Product & Platform: Concepts to Use With Your Student Journalists Right Now
Sometimes the language we use about journalism is dense or only well-suited for journal articles. Other times, our word choices are born of important innovations in the industry that just might shape the future of the profession.
The terms “product” and “platform” are two of those words that have meaning beyond the dictionary. These concepts can and should shape how students think about reporting at all levels—starting today.
What’s interesting? Both concepts rely on the same philosophy of media fragmentation. Our audiences are in different places at different times and want different things from our storytelling. So, we need to think strategically about where we deliver our reporting (product), as well as how we package our stories (platform).
What does this mean? The earlier journalism students learn how to think about content delivery to a specific audience with technology and the business side in mind, the better—that’s product. At the same time, when the products are decided, students need to process what specific tools will best tell each part of the story, without replication between those parts—that’s a multiplatform philosophy.
This is hard.
There seem to be limitless options (or perhaps very few, depending on your program). But, I encourage you to extend the brainstorming or invention portion of your news or pitch meetings in this way. Even if you don’t have access to all of the products or platforms you would like, how can you help your students think through what’s possible and what’s best?
- Would this information best be delivered with an email newsletter product with mostly photo and video platform content inside?
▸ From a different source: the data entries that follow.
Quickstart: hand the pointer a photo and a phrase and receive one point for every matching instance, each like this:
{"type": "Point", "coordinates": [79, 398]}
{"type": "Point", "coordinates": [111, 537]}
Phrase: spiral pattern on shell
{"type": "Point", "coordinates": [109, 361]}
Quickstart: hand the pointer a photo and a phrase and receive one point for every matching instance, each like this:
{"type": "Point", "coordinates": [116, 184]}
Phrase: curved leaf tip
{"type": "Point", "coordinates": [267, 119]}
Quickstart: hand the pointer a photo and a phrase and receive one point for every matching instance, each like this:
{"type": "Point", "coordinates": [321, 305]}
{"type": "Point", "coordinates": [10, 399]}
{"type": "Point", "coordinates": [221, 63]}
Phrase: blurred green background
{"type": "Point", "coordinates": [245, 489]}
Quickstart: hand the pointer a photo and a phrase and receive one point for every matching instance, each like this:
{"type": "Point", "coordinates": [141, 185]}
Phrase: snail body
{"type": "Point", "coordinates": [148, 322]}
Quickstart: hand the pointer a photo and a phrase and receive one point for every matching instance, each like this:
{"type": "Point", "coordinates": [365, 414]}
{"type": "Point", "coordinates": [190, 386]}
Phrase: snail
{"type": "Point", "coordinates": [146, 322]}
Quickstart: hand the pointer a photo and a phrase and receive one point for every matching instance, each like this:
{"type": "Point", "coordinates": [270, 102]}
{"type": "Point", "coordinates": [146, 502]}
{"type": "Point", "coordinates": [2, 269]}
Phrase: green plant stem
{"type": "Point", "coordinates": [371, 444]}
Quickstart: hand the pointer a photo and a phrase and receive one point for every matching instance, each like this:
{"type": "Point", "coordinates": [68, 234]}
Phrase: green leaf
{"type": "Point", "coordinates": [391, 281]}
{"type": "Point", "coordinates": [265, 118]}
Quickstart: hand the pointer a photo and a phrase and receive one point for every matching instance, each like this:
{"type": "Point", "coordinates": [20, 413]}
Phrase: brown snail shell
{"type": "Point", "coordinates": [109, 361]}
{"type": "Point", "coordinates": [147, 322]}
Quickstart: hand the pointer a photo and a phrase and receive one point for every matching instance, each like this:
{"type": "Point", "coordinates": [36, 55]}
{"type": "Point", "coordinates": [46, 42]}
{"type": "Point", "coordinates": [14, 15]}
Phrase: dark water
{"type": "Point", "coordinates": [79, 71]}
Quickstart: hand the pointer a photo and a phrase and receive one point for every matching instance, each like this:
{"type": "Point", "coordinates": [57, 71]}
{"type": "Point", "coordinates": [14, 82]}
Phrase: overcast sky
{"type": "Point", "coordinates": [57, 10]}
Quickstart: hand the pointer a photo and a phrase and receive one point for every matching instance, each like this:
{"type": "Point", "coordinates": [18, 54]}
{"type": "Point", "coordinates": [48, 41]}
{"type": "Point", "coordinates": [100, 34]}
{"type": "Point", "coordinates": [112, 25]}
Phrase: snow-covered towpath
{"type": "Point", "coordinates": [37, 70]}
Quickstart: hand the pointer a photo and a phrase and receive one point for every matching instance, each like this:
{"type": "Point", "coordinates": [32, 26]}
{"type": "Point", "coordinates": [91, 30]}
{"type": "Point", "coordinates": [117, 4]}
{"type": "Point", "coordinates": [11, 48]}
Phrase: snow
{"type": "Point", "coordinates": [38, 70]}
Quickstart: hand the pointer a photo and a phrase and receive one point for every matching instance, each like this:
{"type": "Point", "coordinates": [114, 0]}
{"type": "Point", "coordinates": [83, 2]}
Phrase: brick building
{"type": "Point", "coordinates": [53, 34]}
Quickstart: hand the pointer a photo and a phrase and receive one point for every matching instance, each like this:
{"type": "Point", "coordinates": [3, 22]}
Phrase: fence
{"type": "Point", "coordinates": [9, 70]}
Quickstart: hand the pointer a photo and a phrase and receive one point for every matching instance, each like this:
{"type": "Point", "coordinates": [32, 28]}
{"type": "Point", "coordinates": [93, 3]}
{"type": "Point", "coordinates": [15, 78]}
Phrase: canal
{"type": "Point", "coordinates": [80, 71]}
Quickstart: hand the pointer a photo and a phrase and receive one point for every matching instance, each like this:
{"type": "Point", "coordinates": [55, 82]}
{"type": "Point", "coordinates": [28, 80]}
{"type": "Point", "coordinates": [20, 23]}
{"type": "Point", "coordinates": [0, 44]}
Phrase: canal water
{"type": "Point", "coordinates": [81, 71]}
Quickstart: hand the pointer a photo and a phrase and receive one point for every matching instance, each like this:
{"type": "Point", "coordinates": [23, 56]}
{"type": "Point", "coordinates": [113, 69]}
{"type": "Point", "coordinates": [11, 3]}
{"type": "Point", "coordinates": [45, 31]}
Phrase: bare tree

- Would this breaking news reach more of our audience quickly as a Vox-style social video on Instagram or Facebook rather than a traditional newspaper piece or web article?
- Would our audience be more engaged in the community if they received push alerts from an app product that provided infographics and long-form deep dives into the controversial topics that matter to them?
The journalists in our Grady College, University of Georgia newsroom that I am most impressed by most are those who can deftly think through what product(s) can best deliver newsworthy information to our audience with multiple platforms that help complete the narrative. These are the journalists that are desired for job opportunities and innovative enough to transform the newsrooms they end up working within.
And, “product” and “platform” can start being part of your newsroom discussions today.